五つ星運動の若き指導者ルイジ・ディマイオ氏
政府が存在しない状態が3ヶ月目に入ったイタリアで、単独政党トップの支持率を得て政権合意協議を主導している五つ星運動のディマイオ首相候補が、選挙後はじめて連立政権の首相は自分ではなくてもいい、と発言して注目されている。彼はこれまでどの政党と連立を組んでも「首相はディマイオ自身」というスタンスを崩さなかった。
ところが今週、三度目でおそらく最後の政権合意協議が行われる直前に、同盟がベルルスコーニ元首相と手を切って連立に参加するなら、同党のサルヴィーニ党首が首相になってもよい、と譲歩したのである。同盟のサルヴィーニ党首の「首相願望」をくすぐるしたたかな提案に見える。
31歳の若さで現在イタリア最大の政党を率いているディマイオ氏には、やはり「老獪」というコンセプトを孕んだ政治指導者として大きな素質があるのではないか、思わせる動きである。
ディマイオ氏の呼びかけは、ここまで団結を維持してきた中道右派連合内に強い不協和音をもたらすかもしれない。すなわち首相職も政権もほしい同盟のサルヴィーニ党首が、五つ星運動の要求を受け入れてベルルスコーニ元首相と決別し、五つ星運動との連立政権樹立を決意することである。
連立政権を作ろう、と同盟に秋波を送りつづけた五つ星運動は、一貫してベルルスコーニ元首相との提携をやめろ、と同盟に要請してきた。
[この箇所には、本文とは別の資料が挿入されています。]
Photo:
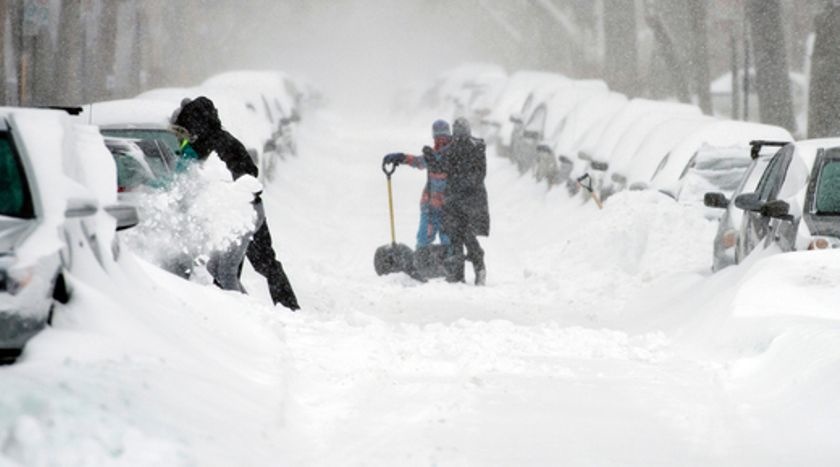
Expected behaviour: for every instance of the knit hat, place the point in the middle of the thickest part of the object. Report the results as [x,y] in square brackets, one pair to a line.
[440,128]
[461,128]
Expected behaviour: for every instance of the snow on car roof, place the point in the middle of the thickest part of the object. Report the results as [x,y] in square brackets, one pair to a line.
[566,98]
[587,115]
[722,133]
[656,145]
[152,113]
[629,114]
[516,91]
[623,158]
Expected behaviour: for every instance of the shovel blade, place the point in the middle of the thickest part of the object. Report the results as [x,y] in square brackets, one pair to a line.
[393,258]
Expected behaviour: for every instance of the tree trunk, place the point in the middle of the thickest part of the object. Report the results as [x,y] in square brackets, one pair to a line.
[4,16]
[698,12]
[824,98]
[771,69]
[104,53]
[71,37]
[620,49]
[673,67]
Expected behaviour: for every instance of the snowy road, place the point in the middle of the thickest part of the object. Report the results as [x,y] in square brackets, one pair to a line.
[599,340]
[520,372]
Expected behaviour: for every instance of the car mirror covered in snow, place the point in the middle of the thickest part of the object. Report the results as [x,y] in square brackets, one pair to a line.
[715,200]
[80,207]
[748,202]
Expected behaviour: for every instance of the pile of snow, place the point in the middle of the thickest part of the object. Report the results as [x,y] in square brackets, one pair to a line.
[203,212]
[600,339]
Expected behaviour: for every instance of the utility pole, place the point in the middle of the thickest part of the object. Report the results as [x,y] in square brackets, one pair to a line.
[620,51]
[824,99]
[71,42]
[698,11]
[772,77]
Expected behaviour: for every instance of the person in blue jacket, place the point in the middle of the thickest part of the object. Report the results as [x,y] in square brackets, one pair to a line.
[431,199]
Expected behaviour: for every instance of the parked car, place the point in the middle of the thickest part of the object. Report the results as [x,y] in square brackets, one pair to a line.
[497,127]
[669,174]
[584,123]
[635,172]
[58,212]
[729,222]
[140,163]
[626,154]
[545,121]
[772,213]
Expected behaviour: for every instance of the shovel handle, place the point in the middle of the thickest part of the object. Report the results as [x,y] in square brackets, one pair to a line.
[388,173]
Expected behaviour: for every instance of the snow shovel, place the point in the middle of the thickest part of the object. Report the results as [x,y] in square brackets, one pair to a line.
[588,187]
[395,257]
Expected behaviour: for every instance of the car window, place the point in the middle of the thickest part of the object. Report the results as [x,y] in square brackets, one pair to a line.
[164,135]
[15,198]
[773,176]
[130,173]
[154,158]
[537,120]
[828,189]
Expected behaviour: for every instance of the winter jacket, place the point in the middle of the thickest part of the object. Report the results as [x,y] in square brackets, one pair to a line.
[465,165]
[200,118]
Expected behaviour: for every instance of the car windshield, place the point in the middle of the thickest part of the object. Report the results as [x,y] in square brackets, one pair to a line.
[166,136]
[130,172]
[15,198]
[159,158]
[828,189]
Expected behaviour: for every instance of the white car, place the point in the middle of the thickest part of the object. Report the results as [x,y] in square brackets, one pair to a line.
[671,170]
[58,212]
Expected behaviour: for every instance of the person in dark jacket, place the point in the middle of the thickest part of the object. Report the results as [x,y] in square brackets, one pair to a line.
[465,211]
[199,119]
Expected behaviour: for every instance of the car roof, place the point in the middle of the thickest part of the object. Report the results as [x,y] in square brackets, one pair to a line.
[721,133]
[136,112]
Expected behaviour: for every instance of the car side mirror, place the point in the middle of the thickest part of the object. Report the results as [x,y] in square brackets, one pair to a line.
[776,209]
[748,202]
[598,165]
[715,200]
[80,207]
[126,215]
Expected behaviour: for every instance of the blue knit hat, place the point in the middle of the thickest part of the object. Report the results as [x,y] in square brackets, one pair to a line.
[440,128]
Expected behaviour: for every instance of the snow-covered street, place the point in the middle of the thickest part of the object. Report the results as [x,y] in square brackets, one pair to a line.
[600,339]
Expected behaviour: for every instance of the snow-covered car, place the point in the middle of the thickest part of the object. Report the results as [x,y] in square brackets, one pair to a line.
[138,119]
[497,126]
[545,122]
[670,172]
[511,137]
[729,222]
[635,172]
[772,213]
[58,212]
[140,163]
[585,122]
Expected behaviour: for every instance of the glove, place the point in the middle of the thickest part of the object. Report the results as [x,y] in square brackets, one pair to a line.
[395,158]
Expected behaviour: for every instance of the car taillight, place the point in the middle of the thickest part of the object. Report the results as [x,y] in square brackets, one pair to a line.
[819,244]
[729,239]
[18,278]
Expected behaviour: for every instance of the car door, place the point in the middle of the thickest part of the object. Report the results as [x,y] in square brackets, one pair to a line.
[755,226]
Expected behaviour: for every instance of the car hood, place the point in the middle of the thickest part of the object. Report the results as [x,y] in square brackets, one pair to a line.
[13,232]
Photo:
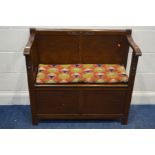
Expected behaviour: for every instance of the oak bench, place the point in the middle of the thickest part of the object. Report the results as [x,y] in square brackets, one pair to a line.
[80,73]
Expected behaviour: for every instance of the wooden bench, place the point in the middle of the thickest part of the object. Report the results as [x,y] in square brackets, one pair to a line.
[84,97]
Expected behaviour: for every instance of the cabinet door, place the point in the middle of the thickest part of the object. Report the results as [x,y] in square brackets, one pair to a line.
[102,102]
[57,102]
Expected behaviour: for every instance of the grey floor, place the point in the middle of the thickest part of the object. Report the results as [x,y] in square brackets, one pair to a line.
[19,117]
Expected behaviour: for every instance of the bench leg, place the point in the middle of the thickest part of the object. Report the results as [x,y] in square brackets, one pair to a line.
[124,120]
[35,120]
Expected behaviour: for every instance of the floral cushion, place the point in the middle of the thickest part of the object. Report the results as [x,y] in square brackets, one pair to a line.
[81,73]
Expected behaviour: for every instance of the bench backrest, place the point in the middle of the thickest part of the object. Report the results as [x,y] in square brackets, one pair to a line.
[82,46]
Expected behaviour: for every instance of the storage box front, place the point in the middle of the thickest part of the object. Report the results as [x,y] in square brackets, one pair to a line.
[80,102]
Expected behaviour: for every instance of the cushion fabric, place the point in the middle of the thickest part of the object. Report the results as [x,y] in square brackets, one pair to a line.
[81,73]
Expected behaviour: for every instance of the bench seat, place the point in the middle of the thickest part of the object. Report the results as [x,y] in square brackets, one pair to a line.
[81,73]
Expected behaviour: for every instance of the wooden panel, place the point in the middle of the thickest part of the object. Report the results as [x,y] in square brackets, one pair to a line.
[104,49]
[12,62]
[57,102]
[103,102]
[58,49]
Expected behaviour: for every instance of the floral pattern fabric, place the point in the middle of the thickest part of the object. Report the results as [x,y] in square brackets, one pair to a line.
[81,73]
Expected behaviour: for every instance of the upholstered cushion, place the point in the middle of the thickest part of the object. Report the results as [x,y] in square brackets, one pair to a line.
[81,73]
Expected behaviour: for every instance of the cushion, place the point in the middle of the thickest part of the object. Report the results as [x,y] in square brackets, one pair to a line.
[81,73]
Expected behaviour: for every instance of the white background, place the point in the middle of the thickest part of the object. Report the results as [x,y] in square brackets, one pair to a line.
[14,90]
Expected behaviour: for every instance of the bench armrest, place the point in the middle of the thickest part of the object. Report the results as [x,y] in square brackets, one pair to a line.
[133,45]
[28,47]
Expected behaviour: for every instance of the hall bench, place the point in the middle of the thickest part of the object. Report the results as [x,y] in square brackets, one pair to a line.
[80,73]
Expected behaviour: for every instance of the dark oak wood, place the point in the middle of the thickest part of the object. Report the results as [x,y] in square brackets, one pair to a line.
[80,101]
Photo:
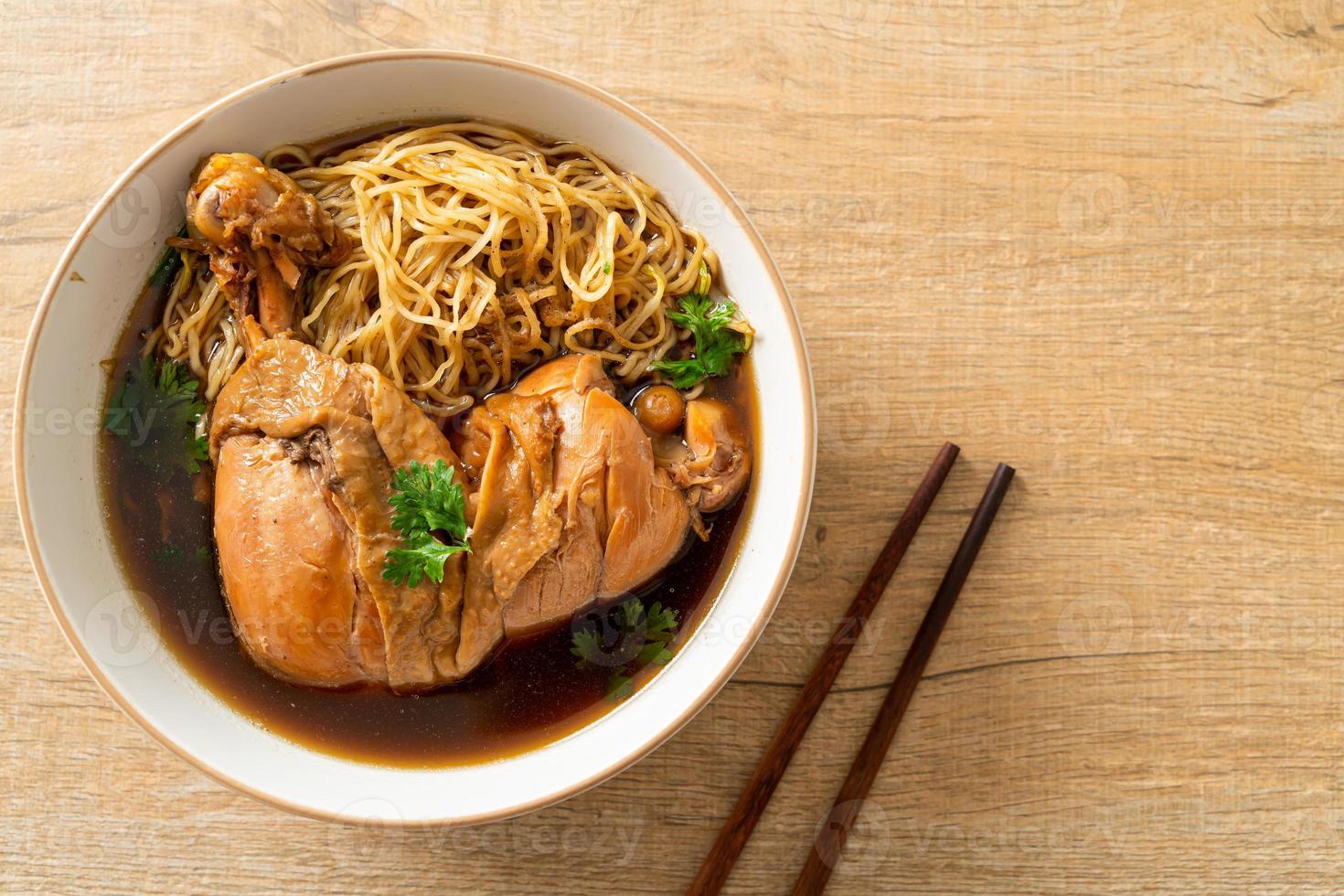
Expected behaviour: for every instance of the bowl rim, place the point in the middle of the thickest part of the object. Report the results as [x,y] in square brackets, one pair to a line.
[615,105]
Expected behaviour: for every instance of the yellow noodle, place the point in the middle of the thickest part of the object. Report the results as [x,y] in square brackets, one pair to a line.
[479,251]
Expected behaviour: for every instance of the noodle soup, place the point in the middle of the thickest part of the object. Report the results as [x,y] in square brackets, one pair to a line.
[477,260]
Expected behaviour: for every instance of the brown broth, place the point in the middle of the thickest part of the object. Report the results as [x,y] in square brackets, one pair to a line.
[528,695]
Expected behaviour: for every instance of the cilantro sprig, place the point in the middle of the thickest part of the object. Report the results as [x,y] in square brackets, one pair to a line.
[425,501]
[715,340]
[156,411]
[625,640]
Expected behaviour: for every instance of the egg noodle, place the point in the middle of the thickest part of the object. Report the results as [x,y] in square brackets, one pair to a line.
[477,252]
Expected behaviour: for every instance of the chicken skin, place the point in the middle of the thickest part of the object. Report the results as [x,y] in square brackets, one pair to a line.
[262,229]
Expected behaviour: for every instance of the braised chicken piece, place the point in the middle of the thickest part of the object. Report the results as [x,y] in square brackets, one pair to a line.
[612,517]
[304,448]
[262,231]
[565,498]
[718,461]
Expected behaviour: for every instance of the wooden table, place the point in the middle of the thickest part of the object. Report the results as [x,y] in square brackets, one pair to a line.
[1103,240]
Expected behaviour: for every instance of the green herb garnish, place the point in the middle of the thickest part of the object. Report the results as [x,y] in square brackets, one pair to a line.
[425,500]
[156,410]
[168,265]
[715,343]
[625,640]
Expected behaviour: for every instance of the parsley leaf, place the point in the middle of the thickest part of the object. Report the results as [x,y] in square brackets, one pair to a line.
[715,343]
[156,410]
[425,500]
[422,557]
[637,638]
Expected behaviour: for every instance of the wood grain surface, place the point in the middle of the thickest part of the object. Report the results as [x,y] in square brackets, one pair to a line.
[1100,240]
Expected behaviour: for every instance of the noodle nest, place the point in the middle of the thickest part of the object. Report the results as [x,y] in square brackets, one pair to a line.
[477,252]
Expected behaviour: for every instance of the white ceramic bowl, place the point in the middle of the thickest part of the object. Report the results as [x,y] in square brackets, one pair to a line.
[62,386]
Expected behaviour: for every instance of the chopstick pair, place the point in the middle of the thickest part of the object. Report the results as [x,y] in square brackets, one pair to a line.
[831,840]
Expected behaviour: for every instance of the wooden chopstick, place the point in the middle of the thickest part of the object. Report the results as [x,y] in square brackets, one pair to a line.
[832,836]
[752,801]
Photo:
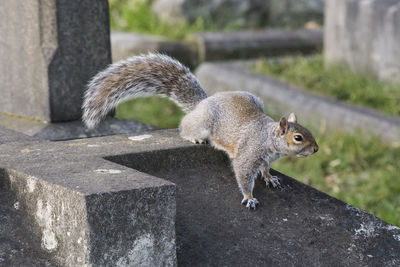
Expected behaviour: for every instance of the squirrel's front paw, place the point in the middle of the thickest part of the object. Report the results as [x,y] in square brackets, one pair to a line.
[272,181]
[250,203]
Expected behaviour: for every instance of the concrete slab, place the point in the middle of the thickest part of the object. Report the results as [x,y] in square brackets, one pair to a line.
[48,52]
[124,45]
[294,226]
[106,200]
[282,98]
[86,210]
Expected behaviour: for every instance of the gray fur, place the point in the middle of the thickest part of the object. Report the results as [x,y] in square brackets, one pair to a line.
[140,76]
[230,121]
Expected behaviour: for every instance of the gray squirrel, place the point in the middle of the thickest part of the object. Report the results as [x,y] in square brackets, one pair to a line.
[234,122]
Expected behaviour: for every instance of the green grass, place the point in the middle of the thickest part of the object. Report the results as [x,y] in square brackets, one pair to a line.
[341,83]
[156,111]
[137,16]
[356,168]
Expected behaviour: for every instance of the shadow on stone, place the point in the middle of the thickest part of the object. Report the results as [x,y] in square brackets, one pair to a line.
[19,245]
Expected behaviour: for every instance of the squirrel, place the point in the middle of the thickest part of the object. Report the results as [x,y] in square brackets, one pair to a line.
[234,122]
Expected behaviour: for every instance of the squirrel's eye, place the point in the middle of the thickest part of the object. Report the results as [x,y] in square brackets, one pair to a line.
[298,138]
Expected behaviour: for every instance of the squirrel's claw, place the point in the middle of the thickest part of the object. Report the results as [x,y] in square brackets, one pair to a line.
[201,141]
[250,203]
[272,181]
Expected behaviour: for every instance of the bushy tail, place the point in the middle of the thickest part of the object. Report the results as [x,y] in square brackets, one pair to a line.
[140,76]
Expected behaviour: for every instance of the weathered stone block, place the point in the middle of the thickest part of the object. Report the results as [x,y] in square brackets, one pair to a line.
[125,45]
[49,51]
[100,203]
[364,35]
[84,210]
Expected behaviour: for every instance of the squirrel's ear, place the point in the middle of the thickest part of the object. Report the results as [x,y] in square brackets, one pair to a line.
[292,118]
[283,126]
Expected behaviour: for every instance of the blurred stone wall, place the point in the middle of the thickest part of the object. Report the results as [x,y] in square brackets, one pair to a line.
[364,35]
[241,14]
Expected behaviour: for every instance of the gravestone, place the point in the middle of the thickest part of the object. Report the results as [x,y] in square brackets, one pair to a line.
[48,52]
[364,35]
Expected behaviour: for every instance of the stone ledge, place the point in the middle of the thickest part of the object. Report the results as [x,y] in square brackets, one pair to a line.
[124,45]
[282,98]
[251,44]
[71,129]
[201,47]
[104,193]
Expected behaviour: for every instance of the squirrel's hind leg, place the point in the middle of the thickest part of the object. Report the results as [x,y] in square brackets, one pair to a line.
[196,127]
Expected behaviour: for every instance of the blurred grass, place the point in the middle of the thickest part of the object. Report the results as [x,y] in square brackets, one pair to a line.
[156,111]
[137,16]
[341,83]
[356,168]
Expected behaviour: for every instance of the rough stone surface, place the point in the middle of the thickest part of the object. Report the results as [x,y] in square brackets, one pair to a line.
[125,45]
[49,51]
[281,98]
[15,240]
[241,14]
[364,35]
[72,129]
[248,44]
[83,209]
[223,13]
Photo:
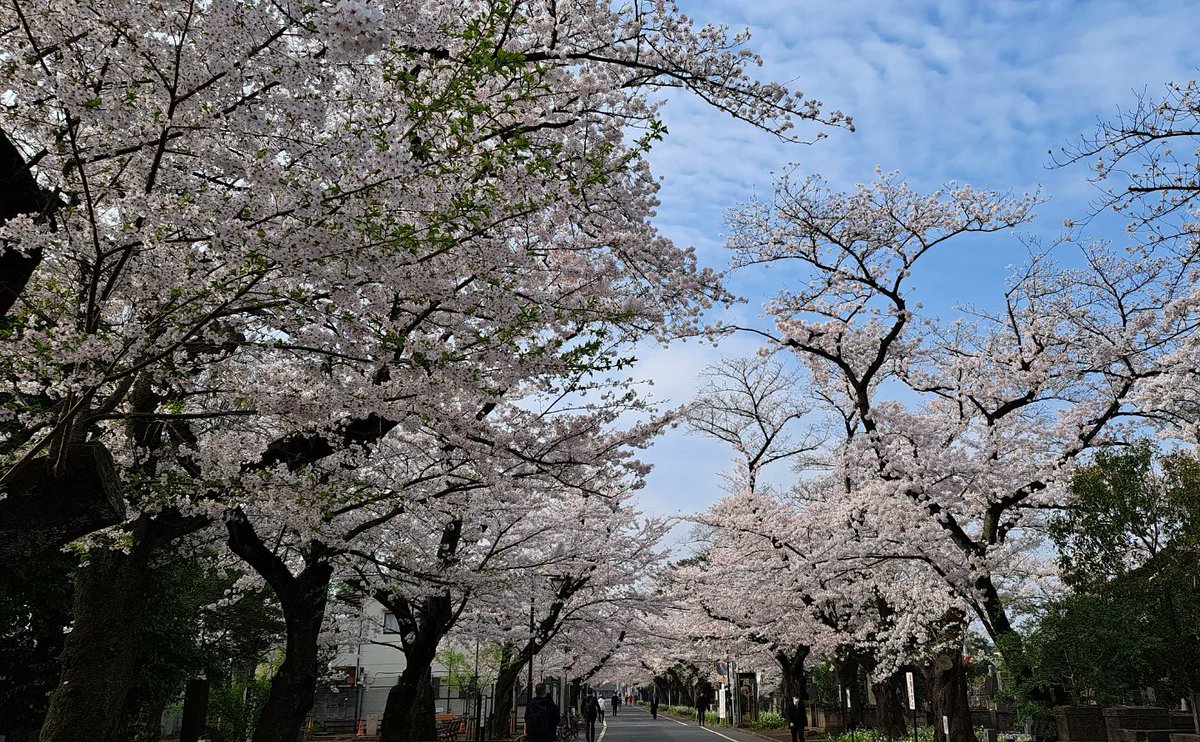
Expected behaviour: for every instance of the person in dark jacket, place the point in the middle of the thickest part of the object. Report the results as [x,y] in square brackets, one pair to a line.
[793,712]
[701,706]
[591,713]
[541,717]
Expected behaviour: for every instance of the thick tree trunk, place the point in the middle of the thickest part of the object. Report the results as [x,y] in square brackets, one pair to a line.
[502,704]
[791,665]
[409,714]
[303,598]
[294,683]
[102,651]
[889,705]
[196,710]
[948,694]
[45,508]
[105,645]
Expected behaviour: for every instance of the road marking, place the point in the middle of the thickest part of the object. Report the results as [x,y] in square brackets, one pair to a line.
[718,734]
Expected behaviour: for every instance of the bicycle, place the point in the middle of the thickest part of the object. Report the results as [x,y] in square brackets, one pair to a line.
[568,730]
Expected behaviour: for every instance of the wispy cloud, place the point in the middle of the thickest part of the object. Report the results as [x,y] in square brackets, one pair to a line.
[940,89]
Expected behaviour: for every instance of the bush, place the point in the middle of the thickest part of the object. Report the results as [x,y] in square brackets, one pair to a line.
[768,720]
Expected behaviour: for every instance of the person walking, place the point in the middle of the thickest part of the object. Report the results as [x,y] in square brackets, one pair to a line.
[701,706]
[592,711]
[793,712]
[541,717]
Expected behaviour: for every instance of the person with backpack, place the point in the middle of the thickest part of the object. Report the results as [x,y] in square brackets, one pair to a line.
[701,706]
[592,712]
[541,717]
[795,716]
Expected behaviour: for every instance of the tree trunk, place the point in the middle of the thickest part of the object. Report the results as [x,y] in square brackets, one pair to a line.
[105,645]
[294,683]
[948,695]
[142,720]
[791,665]
[196,710]
[45,508]
[303,598]
[102,650]
[409,713]
[889,705]
[847,677]
[502,702]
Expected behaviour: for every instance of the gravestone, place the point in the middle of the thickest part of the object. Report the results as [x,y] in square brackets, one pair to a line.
[1080,724]
[1138,724]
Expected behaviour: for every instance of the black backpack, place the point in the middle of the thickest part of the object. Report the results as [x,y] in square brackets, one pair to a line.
[538,717]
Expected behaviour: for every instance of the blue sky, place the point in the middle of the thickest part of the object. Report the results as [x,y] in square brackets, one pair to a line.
[976,91]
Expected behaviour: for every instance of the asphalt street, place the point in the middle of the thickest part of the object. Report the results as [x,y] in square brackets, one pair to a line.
[634,724]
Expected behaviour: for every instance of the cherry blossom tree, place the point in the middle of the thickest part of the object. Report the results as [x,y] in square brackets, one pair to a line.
[995,407]
[227,217]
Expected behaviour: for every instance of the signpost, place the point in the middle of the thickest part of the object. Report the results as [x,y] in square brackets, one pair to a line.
[912,702]
[850,713]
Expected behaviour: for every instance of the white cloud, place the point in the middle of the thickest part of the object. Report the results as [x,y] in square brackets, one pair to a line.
[940,89]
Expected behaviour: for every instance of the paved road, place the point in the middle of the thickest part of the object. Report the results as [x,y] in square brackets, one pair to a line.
[634,724]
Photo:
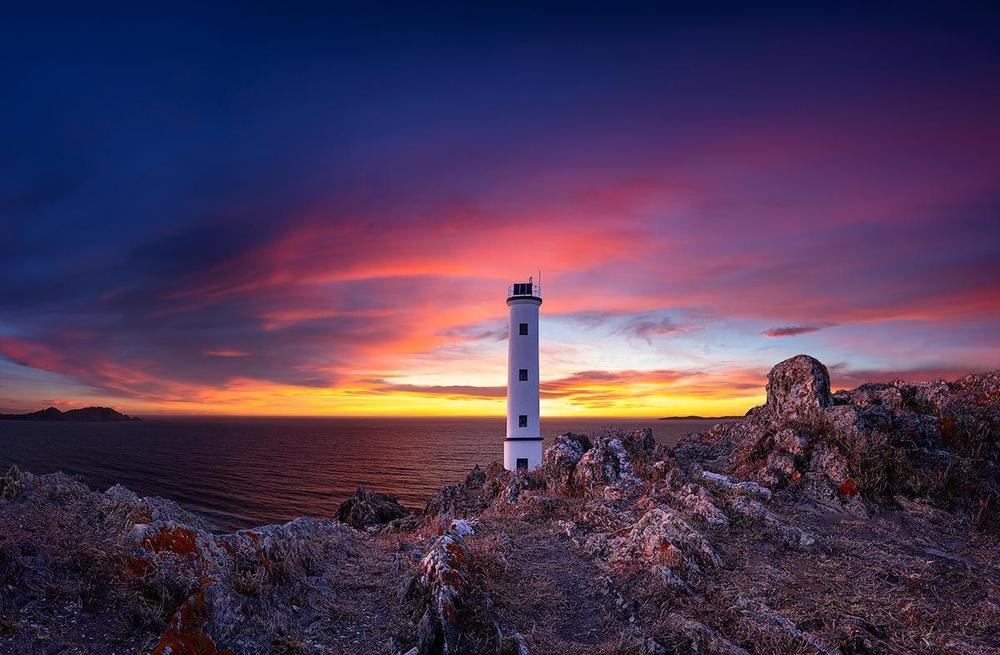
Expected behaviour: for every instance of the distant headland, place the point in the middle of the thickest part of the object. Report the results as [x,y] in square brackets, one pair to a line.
[93,414]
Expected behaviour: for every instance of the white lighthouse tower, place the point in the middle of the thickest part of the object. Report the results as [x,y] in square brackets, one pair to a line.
[522,449]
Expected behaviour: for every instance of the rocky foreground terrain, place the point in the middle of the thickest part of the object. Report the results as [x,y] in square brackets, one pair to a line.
[861,521]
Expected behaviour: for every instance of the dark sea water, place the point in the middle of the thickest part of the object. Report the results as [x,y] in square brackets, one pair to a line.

イタリアの政治の浄化が最大の目標である五つ星運動は、過去20年以上にわたって政界に君臨してきた81歳の元首相を「政治腐敗の象徴」とみなして、その排斥を執拗に主張している。
一方同盟は、政権参加とサルヴィーニ党首の首相就任を希望しながらも、連合仲間の元首相を裏切らないと言い続けてきた。連合の支持がなくては同盟の立場がひどくもろいものになるからだ。それでなければ同盟はやすやすとベルルスコーニ氏と手を切っていただろう。彼らの結びつきはあくまでも政治的なものであり、そこにはたとえば人と人の結びつきに見られる誠実というコンセプトなど存在しない、と見るべきだ。
ここまでの政権合意協議はことごとく失敗してきた。首班指名権を持つマタレッラ大統領は、政党間で政権合意が形成されない以上、たとえば政治家ではない誰かを首相に指名して、挙国一致型の実務者内閣を組織させる意向とされる。その場合には幅広い政党からの支持が必要になる。それでなければ新政権は議会によってあっけなく崩壊させられるだろう。
特に五つ星運動と同盟の支持が不可欠になる。しかし、両党とも非政治家政権の樹立には強く反対しているため実現は難しい。ほとんど不可能といっても過言ではない。そうなれば次の手は再選挙である。だが短い間に2度の総選挙を実施することへの疲労感と、再選挙をしても事態が打開される保証はない、という懐疑が国中に充満している。
土壇場で五つ星運動と同盟が政権合意に達すれば、少なくともイタリア政治の負の遺産とも評されるベルルスコーニ元首相の(真の)排除、という五つ星運動の大きな目的は達成される。その現実と、「ポピュリスト政党と反EUの極右・差別主義政党による連立政権の誕生」のどちらを取るかは難しいところだが、どちらに転ぶにしろ、それはひとえにイタリア国民が選んだものなのである。民主主義の危うさと怖さがここに秘められている、と強く感じる。